Update: It's being reported that Congressman Issa could fill the void left by Congressman Duncan Hunter Jr. in the 50th Congressional District, should a grand jury file criminal charges against Hunter. Issa serves the 49th district, which neighbors the 50th. A Congressman can switch districts as long as they live in the state where that district resides.

"I worked hard and never lost sight of the people our government is supposed to serve. Yet with the support of my family, I have decided that I will not seek re-election in California's 49th District." - Rep. Darrell Issa, 49th District

In what came as a bit of shocking news, GOP Congressman Darrell Issa announced his intention to retire from Congress.

After nearly two decades in office, the announcement signals the end of a congressional career that was highlighted as the chairman of the House Government Oversight and Reform Committee where he was a consistent opponent of the Obama Administration.

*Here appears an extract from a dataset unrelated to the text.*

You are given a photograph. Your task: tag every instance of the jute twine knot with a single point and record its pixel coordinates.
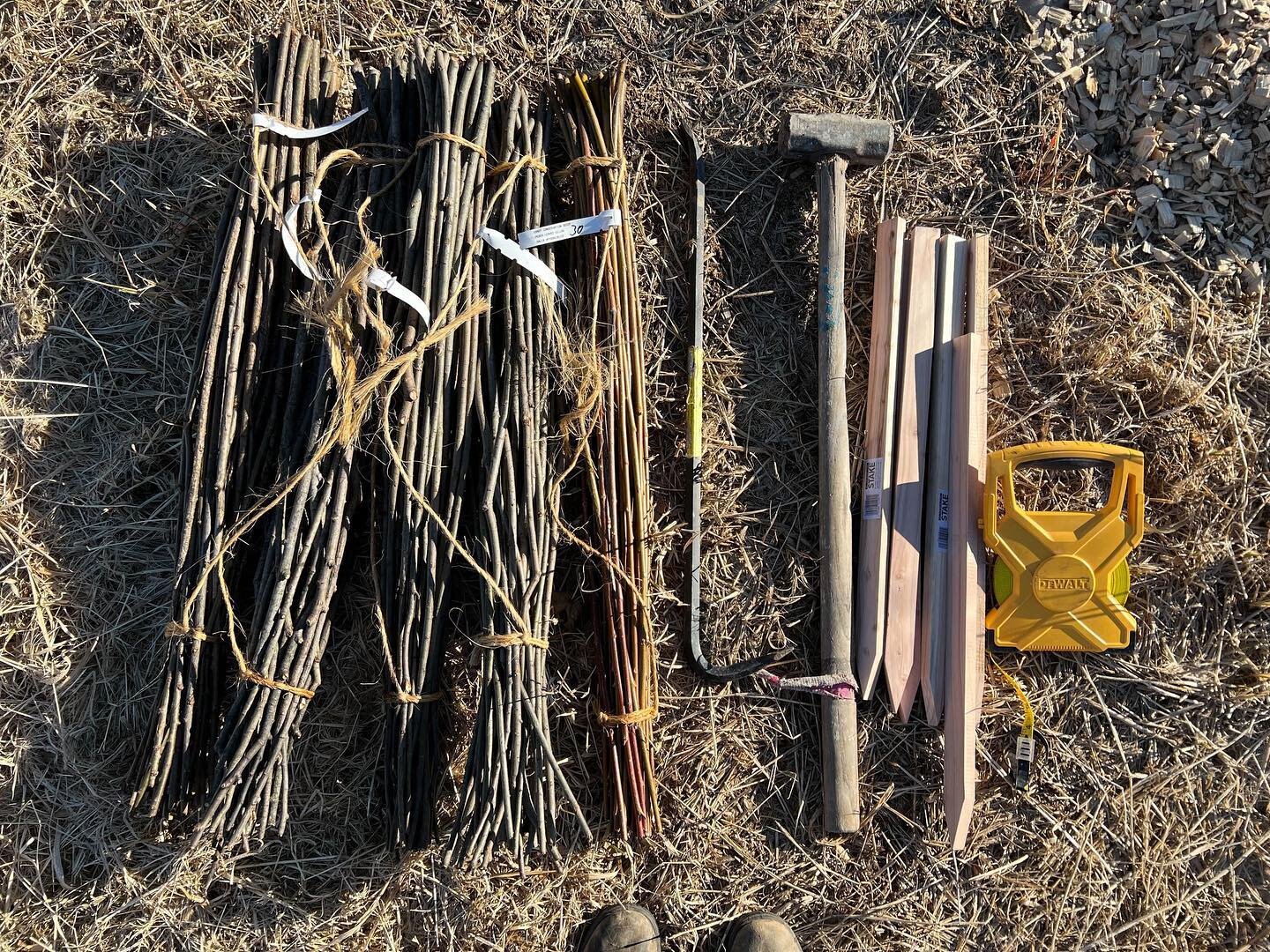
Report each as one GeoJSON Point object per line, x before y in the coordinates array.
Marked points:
{"type": "Point", "coordinates": [510, 640]}
{"type": "Point", "coordinates": [179, 629]}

Issa's legendary fights with then Attorney General Eric Holder over the Fast and Furious scandal were hallmarks of his time in Congress. The scandal, where a border patrol agent was shot and killed as part of a government gun running operation, remains a point of contention in Washington, D.C.



"Two decades ago, when I stepped away from the business I'd built to enter public service, I never could have imagined that a long-shot bid for U.S. Senate would lead to 18 years in the House of Representatives and endless opportunities to make a meaningful impact.

From the first successful recall of a sitting Governor in California history, to establishing new and stronger standards for government accountability, to protecting the Internet from harmful regulation, and enacting the nation's first open data standards, we attempted and achieved much in the service of our nation.

Together, we put an end to abusive Congressional earmarks, strengthened the Violence Against Women Act, empowered better oversight of the executive branch, and cleared the course for better intellectual property protections to stop the piracy of American ingenuity.

Throughout my service, I worked hard and never lost sight of the people our government is supposed to serve.  Yet with the support of my family, I have decided that I will not seek re-election in California's 49th District.

I am forever grateful to the people of San Diego, Orange and Riverside counties for their support and affording me the honor of serving them all these years. Most humbling for me -- and for anyone who represents this area -- has been the special privilege of representing the Marines and Sailors of Camp Pendleton and their families. On countless occasions, and in every corner of the world I met them, I was inspired by their bravery and humbled by their sacrifice to keep us all safe from harm.

Representing you has been the privilege of a lifetime.

While my service to California's 49th District will be coming to an end, I will continue advocating on behalf of the causes that are most important to me, advancing public policy where I believe I can make a true and lasting difference, and continuing the fight to make our incredible nation an even better place to call home."


The race for California’s 49th District is now a free-for-all.

In 2016, Issa narrowly defeated Dem. challenger Doug Applegate by a little more than 1,600 votes. It was the closest margin of any federal contest in the nation, and put a bullseye on the back of Issa, and was viewed as an opportunity for Democrats.

Four Democrats have thrown their hats into the race. including Applegate, Mike Levin, Paul Kerr and Sara Jacobs, but no Republicans.